# Carpet/floorboard/floor removal including center console Chevy Cruze 2017 Lt, Gen2



## Jack3 (4 mo ago)

First post on here not sure if this is the right place to put it.

I’ve been working on putting in an audio system but I’m having trouble finding a tutorial on how to take out the carpet. I already removed both front seats and the rear seat. As I understand it I need to remove the center console in order to take the carpet out but I have only been able to find tutorials on that for gen 1 models and they seems slightly different than the gen 2.

If you can post a link to a tutorial or just explain how to do it I’d be very grateful.


----------



## Jack3 (4 mo ago)

I’m going to continue to try to figure it out myself I’ll try to update if I make progress


----------



## Blasirl (Mar 31, 2015)

Jack3 said:


> First post on here not sure if this is the right place to put it.
> 
> I’ve been working on putting in an audio system but I’m having trouble finding a tutorial on how to take out the carpet. I already removed both front seats and the rear seat. As I understand it I need to remove the center console in order to take the carpet out but I have only been able to find tutorials on that for gen 1 models and they seems slightly different than the gen 2.
> 
> If you can post a link to a tutorial or just explain how to do it I’d be very grateful.

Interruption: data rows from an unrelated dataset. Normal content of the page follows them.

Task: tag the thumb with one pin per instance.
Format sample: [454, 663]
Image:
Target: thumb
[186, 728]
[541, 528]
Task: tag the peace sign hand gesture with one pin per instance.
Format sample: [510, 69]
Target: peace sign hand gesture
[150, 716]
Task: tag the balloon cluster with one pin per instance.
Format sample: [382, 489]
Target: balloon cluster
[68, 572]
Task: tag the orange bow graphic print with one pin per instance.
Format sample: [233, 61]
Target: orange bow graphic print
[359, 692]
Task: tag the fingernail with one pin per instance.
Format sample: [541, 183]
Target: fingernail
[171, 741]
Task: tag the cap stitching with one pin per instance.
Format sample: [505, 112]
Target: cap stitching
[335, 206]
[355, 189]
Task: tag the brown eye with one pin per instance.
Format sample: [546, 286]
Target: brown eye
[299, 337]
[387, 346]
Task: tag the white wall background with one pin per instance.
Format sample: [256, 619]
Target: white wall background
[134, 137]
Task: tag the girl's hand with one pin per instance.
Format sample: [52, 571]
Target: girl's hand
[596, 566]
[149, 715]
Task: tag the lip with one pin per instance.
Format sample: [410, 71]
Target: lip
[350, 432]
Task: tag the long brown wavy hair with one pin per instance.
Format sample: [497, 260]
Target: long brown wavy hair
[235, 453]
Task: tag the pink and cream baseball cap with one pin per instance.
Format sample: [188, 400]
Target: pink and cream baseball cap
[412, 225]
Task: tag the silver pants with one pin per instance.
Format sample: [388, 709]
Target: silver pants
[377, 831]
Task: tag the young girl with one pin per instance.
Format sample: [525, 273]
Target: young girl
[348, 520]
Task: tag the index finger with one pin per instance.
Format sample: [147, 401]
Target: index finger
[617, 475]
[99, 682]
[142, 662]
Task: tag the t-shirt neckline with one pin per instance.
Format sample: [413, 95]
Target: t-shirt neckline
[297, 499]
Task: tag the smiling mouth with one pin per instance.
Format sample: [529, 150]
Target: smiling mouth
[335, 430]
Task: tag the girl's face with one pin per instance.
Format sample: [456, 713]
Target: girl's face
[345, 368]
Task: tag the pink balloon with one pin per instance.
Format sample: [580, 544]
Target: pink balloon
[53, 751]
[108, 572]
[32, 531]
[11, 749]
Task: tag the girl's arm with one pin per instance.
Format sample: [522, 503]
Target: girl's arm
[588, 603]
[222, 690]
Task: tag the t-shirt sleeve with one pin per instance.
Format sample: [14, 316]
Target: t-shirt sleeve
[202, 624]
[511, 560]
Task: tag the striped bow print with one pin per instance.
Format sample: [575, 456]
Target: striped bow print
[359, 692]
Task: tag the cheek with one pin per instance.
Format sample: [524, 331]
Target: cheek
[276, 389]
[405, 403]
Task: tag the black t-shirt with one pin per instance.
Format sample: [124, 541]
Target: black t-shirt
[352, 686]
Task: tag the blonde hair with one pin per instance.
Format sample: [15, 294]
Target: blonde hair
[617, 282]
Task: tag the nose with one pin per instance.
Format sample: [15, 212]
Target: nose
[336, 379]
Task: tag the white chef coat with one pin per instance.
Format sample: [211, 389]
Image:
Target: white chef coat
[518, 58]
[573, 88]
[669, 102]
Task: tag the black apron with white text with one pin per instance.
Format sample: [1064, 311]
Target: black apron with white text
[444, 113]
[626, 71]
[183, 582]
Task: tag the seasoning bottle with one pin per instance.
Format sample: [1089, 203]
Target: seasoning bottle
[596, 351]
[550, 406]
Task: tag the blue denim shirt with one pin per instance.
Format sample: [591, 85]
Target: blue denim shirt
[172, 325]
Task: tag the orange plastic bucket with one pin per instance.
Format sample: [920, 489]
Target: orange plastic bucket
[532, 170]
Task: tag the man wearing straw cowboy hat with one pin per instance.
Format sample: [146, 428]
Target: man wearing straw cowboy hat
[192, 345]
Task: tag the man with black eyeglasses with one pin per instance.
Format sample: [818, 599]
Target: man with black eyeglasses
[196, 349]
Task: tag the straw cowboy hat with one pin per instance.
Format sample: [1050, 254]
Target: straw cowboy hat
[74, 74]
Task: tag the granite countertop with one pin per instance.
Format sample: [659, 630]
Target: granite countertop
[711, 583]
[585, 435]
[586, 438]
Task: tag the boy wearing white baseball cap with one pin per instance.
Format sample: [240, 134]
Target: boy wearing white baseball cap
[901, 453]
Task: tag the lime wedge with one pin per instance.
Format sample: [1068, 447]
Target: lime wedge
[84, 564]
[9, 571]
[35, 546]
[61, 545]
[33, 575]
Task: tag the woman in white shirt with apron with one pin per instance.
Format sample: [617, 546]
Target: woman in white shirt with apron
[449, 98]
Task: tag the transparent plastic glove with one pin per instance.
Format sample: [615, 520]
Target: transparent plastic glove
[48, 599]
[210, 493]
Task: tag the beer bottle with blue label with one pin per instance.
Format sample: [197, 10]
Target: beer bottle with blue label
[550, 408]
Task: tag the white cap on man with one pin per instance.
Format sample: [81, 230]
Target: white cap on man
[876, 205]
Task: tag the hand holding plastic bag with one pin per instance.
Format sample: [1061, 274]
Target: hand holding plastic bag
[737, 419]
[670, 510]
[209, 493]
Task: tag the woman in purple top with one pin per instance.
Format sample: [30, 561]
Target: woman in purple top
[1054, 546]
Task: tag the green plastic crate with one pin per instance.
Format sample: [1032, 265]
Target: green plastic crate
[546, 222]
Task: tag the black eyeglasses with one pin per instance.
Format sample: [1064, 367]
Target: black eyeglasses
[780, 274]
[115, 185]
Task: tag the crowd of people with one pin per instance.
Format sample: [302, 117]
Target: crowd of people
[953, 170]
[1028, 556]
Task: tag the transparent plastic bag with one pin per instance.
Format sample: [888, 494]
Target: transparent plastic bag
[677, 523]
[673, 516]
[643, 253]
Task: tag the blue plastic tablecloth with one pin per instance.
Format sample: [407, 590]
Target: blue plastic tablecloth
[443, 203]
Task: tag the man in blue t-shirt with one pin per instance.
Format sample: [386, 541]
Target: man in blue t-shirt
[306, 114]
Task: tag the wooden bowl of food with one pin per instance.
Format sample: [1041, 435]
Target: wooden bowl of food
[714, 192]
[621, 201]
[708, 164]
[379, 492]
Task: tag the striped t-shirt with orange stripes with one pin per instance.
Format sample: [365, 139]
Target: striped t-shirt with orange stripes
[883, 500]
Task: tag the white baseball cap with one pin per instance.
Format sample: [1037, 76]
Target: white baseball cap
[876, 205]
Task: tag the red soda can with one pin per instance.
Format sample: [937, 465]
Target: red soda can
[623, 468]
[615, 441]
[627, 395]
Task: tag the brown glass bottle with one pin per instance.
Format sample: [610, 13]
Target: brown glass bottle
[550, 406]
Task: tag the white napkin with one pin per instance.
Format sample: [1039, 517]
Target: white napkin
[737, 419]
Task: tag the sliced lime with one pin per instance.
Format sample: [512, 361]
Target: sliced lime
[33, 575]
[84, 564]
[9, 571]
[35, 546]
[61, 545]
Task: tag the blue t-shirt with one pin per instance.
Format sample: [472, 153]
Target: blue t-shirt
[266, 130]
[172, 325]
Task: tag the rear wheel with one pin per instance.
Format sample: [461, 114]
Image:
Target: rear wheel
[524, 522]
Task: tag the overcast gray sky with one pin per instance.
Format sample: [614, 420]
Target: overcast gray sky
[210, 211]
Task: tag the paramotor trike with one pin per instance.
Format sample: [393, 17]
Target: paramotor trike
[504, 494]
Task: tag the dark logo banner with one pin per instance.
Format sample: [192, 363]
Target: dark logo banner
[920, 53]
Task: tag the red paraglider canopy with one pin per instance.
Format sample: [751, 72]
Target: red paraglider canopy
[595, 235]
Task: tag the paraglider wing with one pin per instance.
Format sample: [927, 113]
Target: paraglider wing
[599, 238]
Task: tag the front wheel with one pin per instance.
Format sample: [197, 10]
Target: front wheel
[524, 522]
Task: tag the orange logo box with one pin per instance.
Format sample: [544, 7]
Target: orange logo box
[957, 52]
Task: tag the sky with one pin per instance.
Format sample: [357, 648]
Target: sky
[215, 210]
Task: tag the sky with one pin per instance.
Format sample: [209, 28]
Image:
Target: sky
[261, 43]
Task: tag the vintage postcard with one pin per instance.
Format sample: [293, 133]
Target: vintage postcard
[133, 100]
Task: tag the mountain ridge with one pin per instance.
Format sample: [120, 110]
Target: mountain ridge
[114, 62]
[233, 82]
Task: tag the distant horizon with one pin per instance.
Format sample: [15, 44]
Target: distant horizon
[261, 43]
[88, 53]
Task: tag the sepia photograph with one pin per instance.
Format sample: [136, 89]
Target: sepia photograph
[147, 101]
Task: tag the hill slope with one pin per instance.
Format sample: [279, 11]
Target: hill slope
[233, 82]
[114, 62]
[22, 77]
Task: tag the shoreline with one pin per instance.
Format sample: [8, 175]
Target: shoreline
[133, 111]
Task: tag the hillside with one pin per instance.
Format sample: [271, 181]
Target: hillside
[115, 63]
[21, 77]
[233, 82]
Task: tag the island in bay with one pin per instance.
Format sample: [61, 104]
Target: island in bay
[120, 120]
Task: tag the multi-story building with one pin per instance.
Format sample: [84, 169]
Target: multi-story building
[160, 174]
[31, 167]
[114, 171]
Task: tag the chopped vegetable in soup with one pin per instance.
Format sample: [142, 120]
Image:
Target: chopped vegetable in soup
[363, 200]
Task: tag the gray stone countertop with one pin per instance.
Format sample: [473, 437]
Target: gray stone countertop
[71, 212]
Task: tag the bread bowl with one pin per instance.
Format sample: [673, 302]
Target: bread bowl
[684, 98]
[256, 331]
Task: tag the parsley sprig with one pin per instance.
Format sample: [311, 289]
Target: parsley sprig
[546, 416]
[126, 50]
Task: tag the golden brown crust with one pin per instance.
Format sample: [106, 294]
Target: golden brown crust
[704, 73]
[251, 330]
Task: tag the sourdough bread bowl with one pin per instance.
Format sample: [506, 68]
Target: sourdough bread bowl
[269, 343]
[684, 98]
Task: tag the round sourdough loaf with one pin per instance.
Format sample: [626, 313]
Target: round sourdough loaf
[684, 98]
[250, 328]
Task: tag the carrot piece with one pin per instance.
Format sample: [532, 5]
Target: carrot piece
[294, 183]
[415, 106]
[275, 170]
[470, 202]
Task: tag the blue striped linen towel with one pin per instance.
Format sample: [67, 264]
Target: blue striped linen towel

I logged back in just to post this link, but I do not think we have what you want. So maybe as you figure this out, take some picture's and write up a tutorial for us.

Gen2 DIY Tutorial Library

How-To: Write a Tutorial


----------



## Jack3 (4 mo ago)

Cruze talk

This is the only video I saw for removing a gen1 Chevy Cruze center console



 (start at 9:40) but there’s a bunch of differences in the gen2. The main one is that the shift knob is different, I found a video that goes over this pretty well but it was a bitch to do in my opinion 



There are 7 7mm screws that need to be taken out. 2 on each side except for one by the gas pedal. Unscrew the 3 screws you can see including the gas pedal one then take off the 2 side panels I got these with my hand. 
You should see 2 more screws you can take out. 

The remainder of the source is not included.